With authors such as Margaret Atwood and Dionne Brand calling Toronto home, this is truly a well-storied city. Writers fuse day-to-day life of Toronto with the fictional city through their works. For an in-depth look at Toronto’s literary history, Amy Lavender Harris’ survey Imagining Toronto is highly recommended. Here are five Toronto-based reads that give a taste of the rich diversity of literary genres that have been inspired by the Toronto cityscape.
Michael Ondaatje’s novels are essential reading for any Canadian booklist. In the Skin of a Lion will appeal to Torontophiles in particular as Ondaatje brings 1930s Toronto to life, as well as offers glimpses into rural areas around the city, including Muskoka. First published in 1987, this post-colonial novel integrates real historical events and multiple voices in the unfolding of the story. Ondaatje uses the experiences of the working-class immigrants who were integral to the construction of the city, including major infrastructure projects like the Bloor Street Viaduct and the R. C. Harris Water Treatment Plant – which remain definitive features of the cityscape into today. In fact, after reading the novel it’s well worth making an excursion across or beneath the Viaduct to reflect back on the history of its making and the migrants who were essential to its vast construction.
The novel functions as a prequel for Ondaatje’s internationally acclaimed novel The English Patient, which was adapted to film in 1996.

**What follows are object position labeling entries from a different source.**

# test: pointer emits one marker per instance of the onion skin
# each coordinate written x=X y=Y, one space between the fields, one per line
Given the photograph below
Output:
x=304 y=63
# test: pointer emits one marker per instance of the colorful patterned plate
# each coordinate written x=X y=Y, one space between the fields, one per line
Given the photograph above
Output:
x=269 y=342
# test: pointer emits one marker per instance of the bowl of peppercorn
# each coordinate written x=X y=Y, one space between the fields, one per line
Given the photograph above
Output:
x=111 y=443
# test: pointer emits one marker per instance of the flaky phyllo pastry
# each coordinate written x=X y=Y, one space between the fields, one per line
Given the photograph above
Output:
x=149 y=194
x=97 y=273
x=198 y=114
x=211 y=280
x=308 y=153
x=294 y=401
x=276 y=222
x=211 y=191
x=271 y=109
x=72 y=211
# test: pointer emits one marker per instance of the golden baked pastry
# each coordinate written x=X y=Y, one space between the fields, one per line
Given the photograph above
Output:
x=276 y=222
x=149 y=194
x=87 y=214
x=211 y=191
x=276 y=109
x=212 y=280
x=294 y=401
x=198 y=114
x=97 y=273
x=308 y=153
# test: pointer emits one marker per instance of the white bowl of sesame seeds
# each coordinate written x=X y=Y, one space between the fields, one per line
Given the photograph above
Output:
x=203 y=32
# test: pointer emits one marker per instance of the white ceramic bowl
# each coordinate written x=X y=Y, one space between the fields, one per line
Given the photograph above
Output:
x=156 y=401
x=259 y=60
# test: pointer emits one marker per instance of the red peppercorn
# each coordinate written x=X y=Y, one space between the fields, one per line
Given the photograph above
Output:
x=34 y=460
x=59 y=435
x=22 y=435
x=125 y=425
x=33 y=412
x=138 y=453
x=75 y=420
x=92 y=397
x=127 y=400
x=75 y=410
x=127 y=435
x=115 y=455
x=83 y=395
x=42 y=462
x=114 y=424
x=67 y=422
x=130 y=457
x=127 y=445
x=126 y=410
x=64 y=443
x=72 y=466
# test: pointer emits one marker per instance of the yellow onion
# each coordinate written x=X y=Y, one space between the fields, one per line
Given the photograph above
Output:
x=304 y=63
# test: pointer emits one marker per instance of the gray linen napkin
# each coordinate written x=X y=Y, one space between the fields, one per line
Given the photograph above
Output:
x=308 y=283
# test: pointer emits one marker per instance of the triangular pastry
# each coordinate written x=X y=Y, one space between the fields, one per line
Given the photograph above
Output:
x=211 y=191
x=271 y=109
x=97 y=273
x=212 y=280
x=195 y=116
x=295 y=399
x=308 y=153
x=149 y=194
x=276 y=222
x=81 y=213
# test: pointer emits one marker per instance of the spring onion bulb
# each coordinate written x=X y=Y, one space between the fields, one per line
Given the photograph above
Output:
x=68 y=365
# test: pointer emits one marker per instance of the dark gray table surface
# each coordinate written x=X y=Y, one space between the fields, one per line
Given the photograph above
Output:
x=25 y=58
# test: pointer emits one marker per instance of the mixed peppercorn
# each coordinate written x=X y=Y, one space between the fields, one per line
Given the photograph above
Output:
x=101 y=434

In Dionne Brand’s 2005 novel, the city itself emerges as a character, with its rich variety of neighborhoods, languages, races and ethnicities re-imagined and described in detail. The descriptive opening pages of the novel draw the reader right into the dynamic center of the city, and the narrative follows four 20-something friends living in downtown Toronto. Importantly, all of them are “born in the city from people born elsewhere,” or second-generation immigrants with diverse family backgrounds, giving further insight into the social textures of contemporary Toronto. They work to make a life for themselves in the city, providing support for one another through their personal and family struggles.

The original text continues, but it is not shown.